Other prominent conservationists have argued it is a waste of time and money to focus on jaguar recovery in the U.S. Southwest. Alan Rabinowitz, Panthera's co-founder and president,agrees that fringe populations are critical to a species's preservation—provided they are resident or breeding populations. The closest breeding population to the Arizona border is more than 200 kilometers south in Mexico's state of Sonora. After Macho B's death, when the federal district court ordered FWS to reverse its position on critical habitat designation, Rabinowitz issued a swift rebuke on The New York Times op-ed page, calling the move "a slap in the face to good science." He wrote that the American southwest is "at best, marginal habitat for the animals," arguing that jaguar conservation efforts would be better directed at preserving "corridors" that link breeding populations with one another south of the border. He doesn't dispute that jaguars regularly cross the Mexican border into Arizona and New Mexico, but maintains they don't stay long. "There's something there that they don't like," he says. "If it was habitat they liked and could settle, why go back and forth?"

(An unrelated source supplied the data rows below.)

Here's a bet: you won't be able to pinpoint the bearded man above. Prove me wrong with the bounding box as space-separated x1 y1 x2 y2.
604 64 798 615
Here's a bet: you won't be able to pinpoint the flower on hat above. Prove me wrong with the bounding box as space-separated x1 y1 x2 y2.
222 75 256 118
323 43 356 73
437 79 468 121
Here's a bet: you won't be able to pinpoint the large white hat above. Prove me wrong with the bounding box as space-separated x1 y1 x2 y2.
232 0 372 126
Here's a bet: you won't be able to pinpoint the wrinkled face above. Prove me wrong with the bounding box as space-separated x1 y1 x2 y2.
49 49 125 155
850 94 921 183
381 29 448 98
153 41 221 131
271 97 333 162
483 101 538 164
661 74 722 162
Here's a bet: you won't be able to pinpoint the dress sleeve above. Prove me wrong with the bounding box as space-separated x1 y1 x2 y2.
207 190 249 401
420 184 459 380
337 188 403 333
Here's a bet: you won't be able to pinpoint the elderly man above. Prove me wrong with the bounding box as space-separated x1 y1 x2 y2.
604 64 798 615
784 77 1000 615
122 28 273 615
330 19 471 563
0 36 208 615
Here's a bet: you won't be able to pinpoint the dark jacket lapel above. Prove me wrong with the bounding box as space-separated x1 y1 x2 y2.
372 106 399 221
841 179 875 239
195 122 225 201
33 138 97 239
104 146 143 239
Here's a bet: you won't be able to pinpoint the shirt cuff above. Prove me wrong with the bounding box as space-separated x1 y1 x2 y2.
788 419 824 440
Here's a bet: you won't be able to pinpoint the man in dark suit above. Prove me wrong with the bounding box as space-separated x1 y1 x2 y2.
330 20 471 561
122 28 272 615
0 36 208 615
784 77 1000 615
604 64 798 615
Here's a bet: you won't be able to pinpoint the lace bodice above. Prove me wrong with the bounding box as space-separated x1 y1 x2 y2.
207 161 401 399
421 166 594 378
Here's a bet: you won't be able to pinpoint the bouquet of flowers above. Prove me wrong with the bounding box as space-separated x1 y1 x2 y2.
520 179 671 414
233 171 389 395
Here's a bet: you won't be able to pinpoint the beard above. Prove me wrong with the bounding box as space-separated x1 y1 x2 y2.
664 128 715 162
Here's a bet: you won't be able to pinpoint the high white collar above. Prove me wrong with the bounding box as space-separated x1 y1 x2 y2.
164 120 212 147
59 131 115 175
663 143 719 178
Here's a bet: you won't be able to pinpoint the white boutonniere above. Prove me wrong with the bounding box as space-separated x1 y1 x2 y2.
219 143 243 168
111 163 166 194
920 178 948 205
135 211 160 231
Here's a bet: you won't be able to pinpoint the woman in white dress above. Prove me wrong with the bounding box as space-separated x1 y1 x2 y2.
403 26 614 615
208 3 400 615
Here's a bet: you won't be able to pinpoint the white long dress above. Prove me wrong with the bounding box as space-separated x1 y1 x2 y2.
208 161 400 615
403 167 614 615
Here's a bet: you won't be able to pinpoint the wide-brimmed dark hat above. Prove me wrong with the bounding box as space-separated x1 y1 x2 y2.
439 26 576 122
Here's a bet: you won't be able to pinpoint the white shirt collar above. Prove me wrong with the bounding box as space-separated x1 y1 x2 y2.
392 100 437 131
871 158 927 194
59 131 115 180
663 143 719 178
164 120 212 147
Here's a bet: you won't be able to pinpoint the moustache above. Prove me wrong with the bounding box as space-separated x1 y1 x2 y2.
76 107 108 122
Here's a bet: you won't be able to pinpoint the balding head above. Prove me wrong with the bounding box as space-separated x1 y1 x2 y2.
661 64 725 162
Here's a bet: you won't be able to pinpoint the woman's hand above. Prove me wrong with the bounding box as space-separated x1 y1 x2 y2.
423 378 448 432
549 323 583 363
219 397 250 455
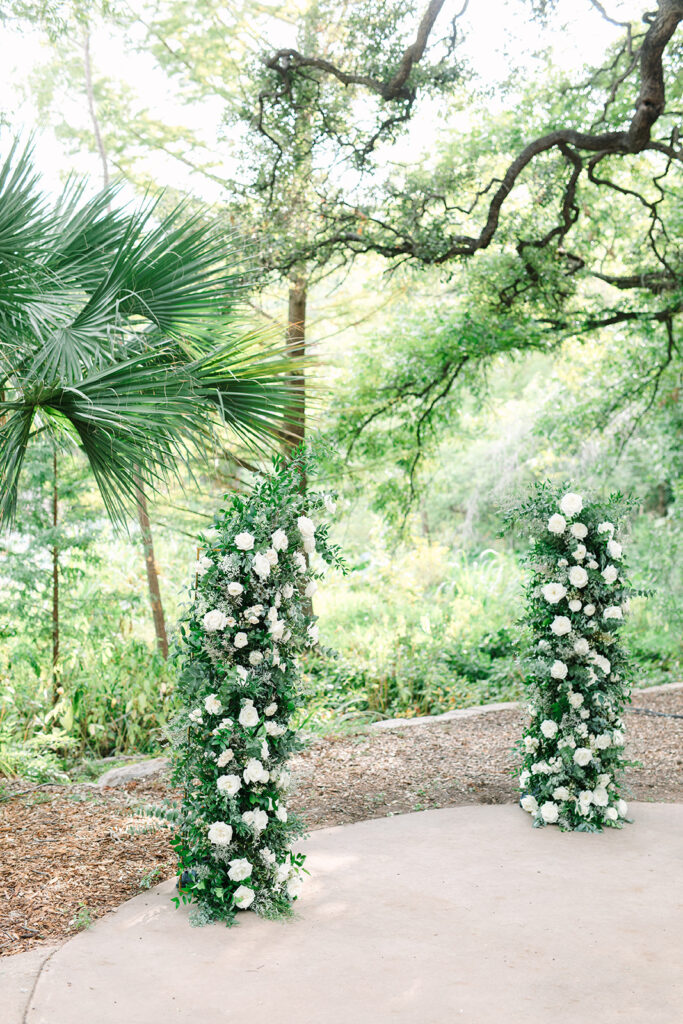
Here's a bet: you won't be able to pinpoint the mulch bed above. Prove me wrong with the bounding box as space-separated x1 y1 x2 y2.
0 689 683 955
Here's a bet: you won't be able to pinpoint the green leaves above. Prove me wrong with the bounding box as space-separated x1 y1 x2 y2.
0 147 302 525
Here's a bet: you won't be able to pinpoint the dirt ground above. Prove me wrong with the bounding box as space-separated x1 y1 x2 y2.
0 688 683 955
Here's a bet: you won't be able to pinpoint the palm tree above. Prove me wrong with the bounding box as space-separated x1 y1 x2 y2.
0 144 301 667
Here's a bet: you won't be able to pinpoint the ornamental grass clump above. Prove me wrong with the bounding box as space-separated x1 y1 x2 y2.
168 453 342 924
506 484 631 831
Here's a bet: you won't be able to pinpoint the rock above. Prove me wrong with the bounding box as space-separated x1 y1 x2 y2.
96 758 171 788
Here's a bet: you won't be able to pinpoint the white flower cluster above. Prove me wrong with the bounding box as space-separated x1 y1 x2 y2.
172 469 337 921
519 492 628 830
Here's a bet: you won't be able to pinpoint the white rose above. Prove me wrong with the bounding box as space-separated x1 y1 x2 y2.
550 658 568 679
550 615 571 637
240 700 258 729
202 608 227 633
297 515 315 540
209 821 232 846
270 529 290 551
232 886 256 910
541 583 567 604
548 512 566 535
602 604 623 618
569 565 588 589
216 775 242 797
541 801 559 825
560 490 584 519
252 552 270 580
242 758 270 784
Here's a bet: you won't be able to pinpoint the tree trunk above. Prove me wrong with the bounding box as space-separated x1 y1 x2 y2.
137 480 168 658
284 274 307 490
52 449 59 703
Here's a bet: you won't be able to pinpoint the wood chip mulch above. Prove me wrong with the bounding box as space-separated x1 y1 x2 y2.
0 688 683 955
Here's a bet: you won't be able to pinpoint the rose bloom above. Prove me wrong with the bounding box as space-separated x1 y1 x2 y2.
569 565 588 589
232 886 256 910
216 775 242 797
607 541 622 558
560 490 584 519
204 693 223 715
270 529 290 551
227 857 253 882
548 512 567 536
541 800 559 825
252 552 270 580
209 821 232 846
540 583 566 604
239 700 258 729
202 608 227 633
550 615 571 637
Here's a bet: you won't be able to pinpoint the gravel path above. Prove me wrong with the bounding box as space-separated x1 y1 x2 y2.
0 687 683 954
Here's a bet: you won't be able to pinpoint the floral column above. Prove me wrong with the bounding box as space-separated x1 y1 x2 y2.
516 484 630 831
174 456 341 924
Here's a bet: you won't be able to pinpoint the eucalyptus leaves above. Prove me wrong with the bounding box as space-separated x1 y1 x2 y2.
507 484 630 831
174 454 341 924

The best hope for jaguar recovery in the U.S. may lie in diverting resources across the border. "There's great science and money going into jaguar conservation in North America," Quigley says. "I would love to see it head south." Whereas Endangered Species Act funding may technically be used outside the U.S., it is rarely deployed that way. In October 2010 the U.S. Department of Homeland Security earmarked $6.8 million to fund conservation efforts—including just under $3 million "to survey and monitor jaguars and their habitat in Arizona"—in an agreement with U.S. Customs and Border Protection aimed at mitigating the impact of border security projects, such as the fence designed to deter illegal immigration. "The bad news is all the money has to be spent north of the border where there's one jaguar every three years," Quigley says. "We all realize the work needs to be done south of the border. It's horribly ironic and sad." He cites parts of the genetic corridor from Colombia to the central-southern Amazon that are critical to jaguar survival but receive no funding or attention. As the northernmost breeding center, Sonora is also key. "If we want to have jaguars in Arizona, there have to be more resources provided to Mexico," says López González, who has established incentive programs for Mexican ranchers to set photo traps for jaguars rather than kill them. Quigley says other such programs are beginning to win funding south of the border. "Our real purpose is to make sure the two core areas [Jalisco and Sonora] are preserved and there is genetic connectivity between them," he says. "If we do that right, there will be two or three jaguars that come across the border now and then." And someday, maybe more.